A Geordie All-Rounder: 47 - The All-Round Dilema Of The All-Rounder
Top-line cricketer and footballer Malcolm Scott muses on the choices he made during his sporting career.
As I've now passed the biblical three score years and ten I often look back on my journey through life and think what might have been. I'm told psychologists have argued for decades about the hereditary and environmental theories of human development. I believe the former influenced my behaviour the most and that I was born with a natural ability for ball games. However, given this natural ability in the lottery of life were the right career decisions made at the right time, or what might have been?
For example, did I do right in changing from bowling fast-medium as I did at school, to bowling slow spin when I joined South Shields Cricket Club. By the time I had finished growing I had an ideal build for a fast bowler. Also I shall never know what might have been if I had broken my apprenticeship and signed professional fulltime for Newcastle United and/or Northamptonshire C.C.C.

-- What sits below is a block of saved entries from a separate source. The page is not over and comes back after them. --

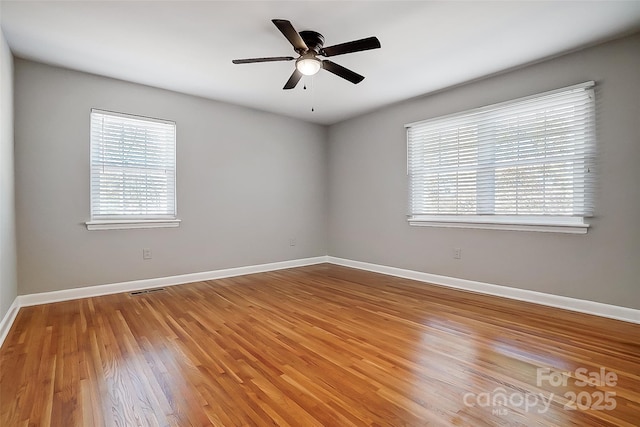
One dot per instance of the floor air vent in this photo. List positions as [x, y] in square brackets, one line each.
[146, 291]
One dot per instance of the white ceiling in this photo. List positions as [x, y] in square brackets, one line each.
[187, 46]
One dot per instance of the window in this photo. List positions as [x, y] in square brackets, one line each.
[133, 172]
[523, 164]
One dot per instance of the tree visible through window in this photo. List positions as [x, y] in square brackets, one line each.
[524, 161]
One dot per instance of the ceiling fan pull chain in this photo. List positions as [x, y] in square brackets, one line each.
[313, 93]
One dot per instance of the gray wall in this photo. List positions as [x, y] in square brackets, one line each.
[8, 271]
[368, 188]
[248, 181]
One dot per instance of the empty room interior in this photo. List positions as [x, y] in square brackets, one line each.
[319, 213]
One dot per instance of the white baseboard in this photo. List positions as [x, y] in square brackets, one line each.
[573, 304]
[567, 303]
[136, 285]
[9, 317]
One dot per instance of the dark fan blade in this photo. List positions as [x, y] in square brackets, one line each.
[271, 59]
[340, 71]
[293, 80]
[354, 46]
[291, 34]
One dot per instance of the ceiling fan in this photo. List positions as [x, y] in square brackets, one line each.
[309, 45]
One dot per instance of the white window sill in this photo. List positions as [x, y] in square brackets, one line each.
[570, 226]
[127, 224]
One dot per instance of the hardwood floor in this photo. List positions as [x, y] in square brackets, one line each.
[318, 345]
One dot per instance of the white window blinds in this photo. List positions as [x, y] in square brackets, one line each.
[133, 167]
[530, 157]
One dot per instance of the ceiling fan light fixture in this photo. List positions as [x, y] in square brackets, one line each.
[308, 65]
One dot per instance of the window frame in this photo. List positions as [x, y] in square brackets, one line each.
[483, 219]
[123, 222]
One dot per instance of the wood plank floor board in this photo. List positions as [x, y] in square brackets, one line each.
[321, 345]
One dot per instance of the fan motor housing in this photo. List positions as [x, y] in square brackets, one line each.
[313, 40]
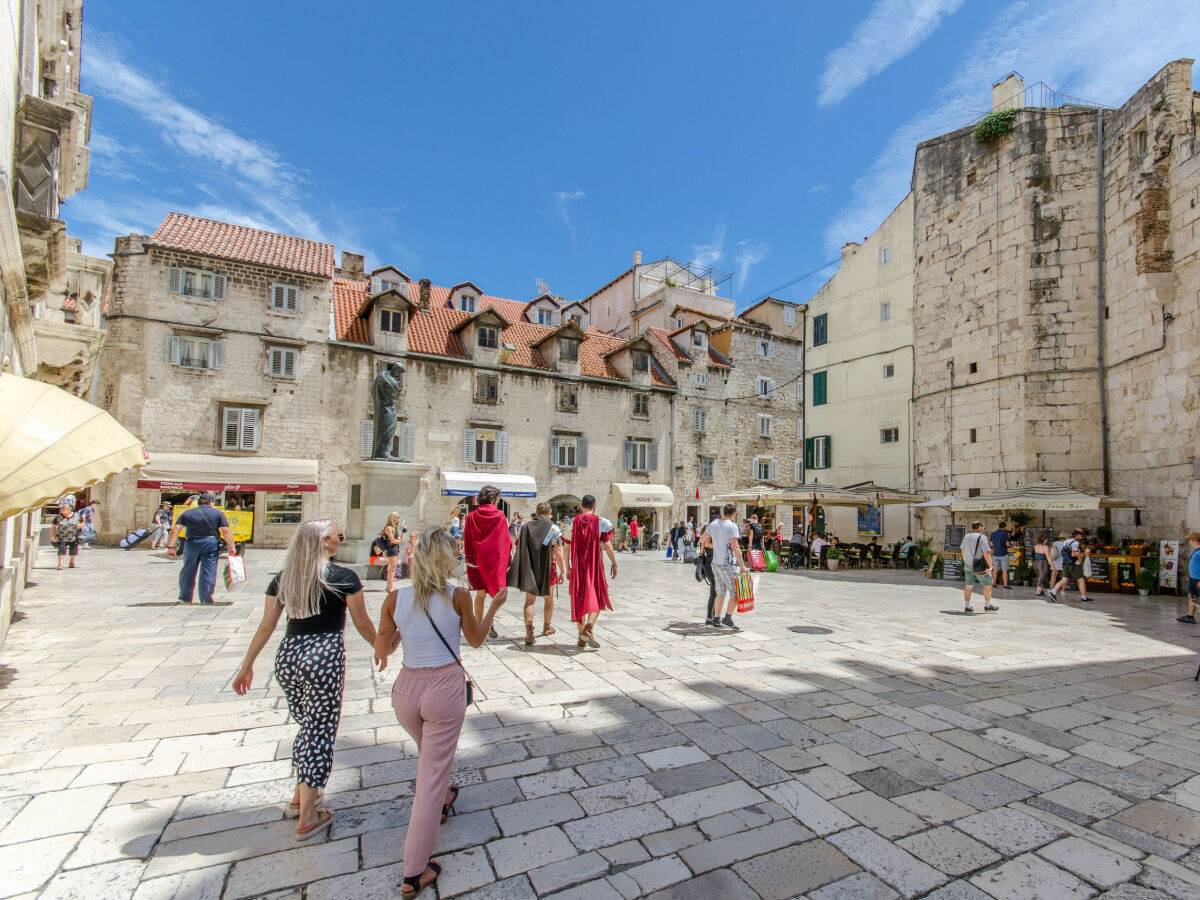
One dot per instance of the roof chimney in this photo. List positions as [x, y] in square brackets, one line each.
[352, 268]
[1008, 93]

Some people argue, even in the 1950's, it was very difficult, given the ability, to succeed in two professional sports at the same time, or to flourish on the cricket field as both a batsman and bowler. It's my experience in county cricket that most batsmen are not good bowlers, but given the opportunity many bowlers could have been excellent batsmen, had they not, like myself, been guided into a more specialised role of a bowler. Others have said that by becoming a utility player at Newcastle I contributed to my own downfall. Whatever the answers, we can't go back.
I recall a headline in the Green Sports Gazette which, referring to me read; "The All-round Dilemma of the All-rounder" My father who encouraged and guided me in everyway possible, was in spite of my relative success, a little disappointed I didn't make it to the top in at least one sport.

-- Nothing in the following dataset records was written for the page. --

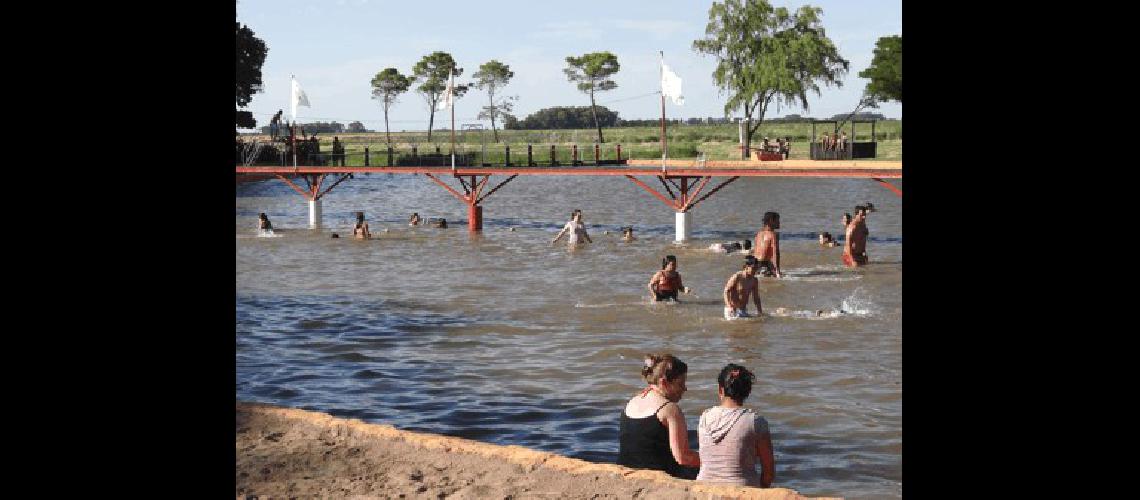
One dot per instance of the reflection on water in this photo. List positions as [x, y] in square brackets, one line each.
[505, 338]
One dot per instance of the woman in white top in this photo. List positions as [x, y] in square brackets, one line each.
[576, 229]
[732, 437]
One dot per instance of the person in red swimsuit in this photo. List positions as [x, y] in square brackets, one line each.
[666, 284]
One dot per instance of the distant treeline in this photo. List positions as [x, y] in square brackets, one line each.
[562, 117]
[580, 117]
[323, 128]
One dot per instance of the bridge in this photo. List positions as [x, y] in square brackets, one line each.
[684, 180]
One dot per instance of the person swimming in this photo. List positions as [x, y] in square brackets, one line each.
[732, 247]
[666, 284]
[263, 224]
[360, 229]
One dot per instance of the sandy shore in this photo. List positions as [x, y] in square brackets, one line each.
[286, 452]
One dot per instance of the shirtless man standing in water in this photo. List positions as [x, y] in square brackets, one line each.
[740, 287]
[766, 248]
[855, 246]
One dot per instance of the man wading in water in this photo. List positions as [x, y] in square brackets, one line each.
[740, 287]
[855, 246]
[767, 246]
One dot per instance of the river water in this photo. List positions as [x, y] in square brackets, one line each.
[505, 338]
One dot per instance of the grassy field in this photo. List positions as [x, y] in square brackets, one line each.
[684, 141]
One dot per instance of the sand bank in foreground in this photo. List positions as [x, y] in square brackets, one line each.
[285, 452]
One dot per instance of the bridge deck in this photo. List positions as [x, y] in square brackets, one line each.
[674, 167]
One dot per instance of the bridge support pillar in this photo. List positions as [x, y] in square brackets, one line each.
[314, 213]
[474, 218]
[682, 227]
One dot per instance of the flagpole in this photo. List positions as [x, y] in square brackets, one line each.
[292, 80]
[664, 150]
[453, 117]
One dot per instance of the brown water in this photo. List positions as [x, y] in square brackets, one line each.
[504, 338]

The psychology of football and cricket is also vastly different. Facts and figures of individual batting and bowling count at the end of the season in cricket, and this is on which players are judged, hi football a player can have a good or a bad game but it doesn't show so quantitatively in the next day's paper or in a league table.

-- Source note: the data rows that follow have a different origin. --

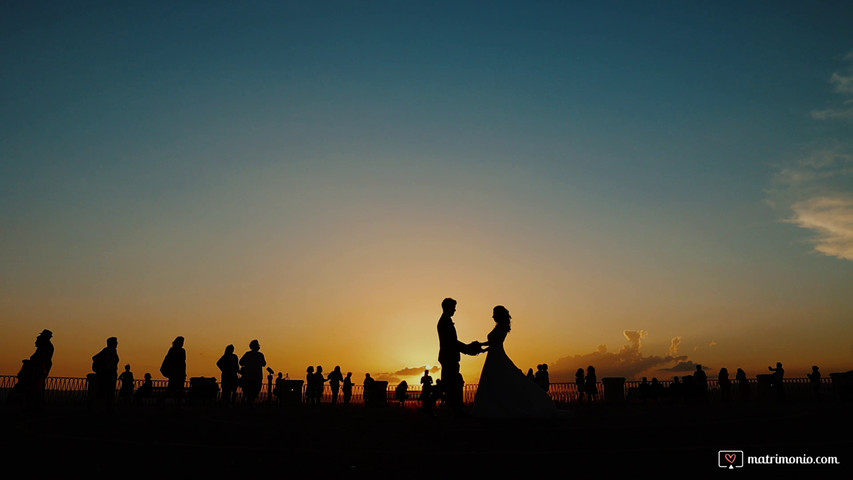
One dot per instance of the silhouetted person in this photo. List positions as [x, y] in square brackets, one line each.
[311, 386]
[252, 365]
[725, 385]
[402, 392]
[778, 379]
[369, 384]
[542, 378]
[449, 355]
[229, 366]
[676, 389]
[743, 384]
[105, 366]
[125, 392]
[656, 389]
[644, 389]
[426, 384]
[319, 384]
[591, 386]
[34, 372]
[426, 392]
[174, 368]
[814, 380]
[579, 384]
[347, 388]
[280, 389]
[335, 379]
[700, 380]
[688, 388]
[146, 390]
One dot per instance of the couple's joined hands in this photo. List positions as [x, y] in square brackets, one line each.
[476, 348]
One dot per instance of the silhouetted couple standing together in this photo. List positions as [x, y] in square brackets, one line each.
[503, 390]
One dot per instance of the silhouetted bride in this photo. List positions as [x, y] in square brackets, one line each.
[504, 390]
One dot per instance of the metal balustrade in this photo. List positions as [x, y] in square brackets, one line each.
[71, 390]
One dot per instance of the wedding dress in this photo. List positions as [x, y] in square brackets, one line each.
[505, 391]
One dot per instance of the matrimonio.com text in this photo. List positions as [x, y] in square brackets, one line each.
[732, 459]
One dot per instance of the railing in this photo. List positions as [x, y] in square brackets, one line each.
[71, 390]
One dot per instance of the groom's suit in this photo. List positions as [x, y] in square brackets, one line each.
[449, 354]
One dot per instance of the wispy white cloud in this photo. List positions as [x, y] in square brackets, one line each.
[831, 218]
[817, 190]
[628, 362]
[842, 84]
[817, 193]
[398, 376]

Also in cricket a batsman's job is a lonely one. One false stroke and he is out, usually until the next match; in football a player can miss an open goal one minute, score a beauty in the next and all is forgiven.
On the County Cricket circuit during my early years it was great to be away on tour playing two games a week, living in hotels and seeing the country. The humour of cricketers is well known - the banter and the sarcasm - it's all good fun and when the team are doing well, it's even better.
After a few years somehow it's not the same. If you are not performing well - and it happens to most of us - you tend to feel out of it and the team seem to lose that respect for you they once had.
In eleven summers at Northampton, I enjoyed most of them, played with and against the very best cricketers, and had experiences I will never forget. Yes, the worry, the pain, the torment, the massive disappointments, the buzz, the camaraderie and the fascination of cricket -I experienced them all, was it all worth it? Disappointments? Yes. Regrets? None at all.
I guess we must have all loved the game, because we certainly weren't in it for the money. The salaries weren't lucrative but the non-financial benefits were good. I met many fine people on my travels and played with and against the best in two sports I loved. Certainly better than working in a shipyard!